Oggi, e ormai dal 1989 con l’ultimo film Buon Natale, buon anno, la Titanus non produce più per il cinema. Il controllo è passato tra le mani di Guido, figlio di Goffredo, il quale pur proseguendo nel segno della tradizione familiare, ma per la crisi che attanaglia il cinema italiano, ha deciso di dedicare i propri sforzi alla televisione, in particolare alla fiction. I risultati anche in questo settore sono notevoli e Orgoglio ne è il classico esempio.
Nello studio di Via Sommacampagna a Roma si sono avvicendati i più famosi registi - Matarazzo, Rossellini, Visconti, Fellini, Tornatore tanto per citarne qualcuno - e i grandi artisti  italiani - Yvonne Sanson, Amedeo Nazzari, Anna Magnani, Alberto Sordi, Marcello Mastroianni, Gina Lollobrigida, Claudia Cardinale, Nino Manfredi, Vittorio Gassman e stranieri, come Alain Delon e Burt Lancaster -. Senza dimenticare le “scoperte” dell’oggi sempre arzillo 84enne Goffredo Lombardo, il quale individuò nell’allora sconosciuti Totò e Sofia Loren due attori di lustro e oggi colonne intramontabili del cinema italiano.

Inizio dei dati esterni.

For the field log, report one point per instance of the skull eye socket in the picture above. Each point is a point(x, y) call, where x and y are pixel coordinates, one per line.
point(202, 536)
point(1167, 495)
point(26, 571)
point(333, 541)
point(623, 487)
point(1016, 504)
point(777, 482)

Le celebrazioni del centenario sono state aperte dal sindaco di Roma Walter Veltroni nella sala della Promomoteca e proseguiranno per tutto il 2004 con proiezioni a Roma e Milano. All’Auditorium di Roma sarà proiettato “Titanus: un secolo di cinema e televisione” lavoro di Enrico Lucherini e Goffredo Lombardo, che ripercorre la storia della Titanus attraverso i momenti più significativi dei film prodotti dai primi anni del secolo fino alle ultime produzioni di film per la televisione. Il documentario è attualmente in vendita in formato DVD. Da non perdere.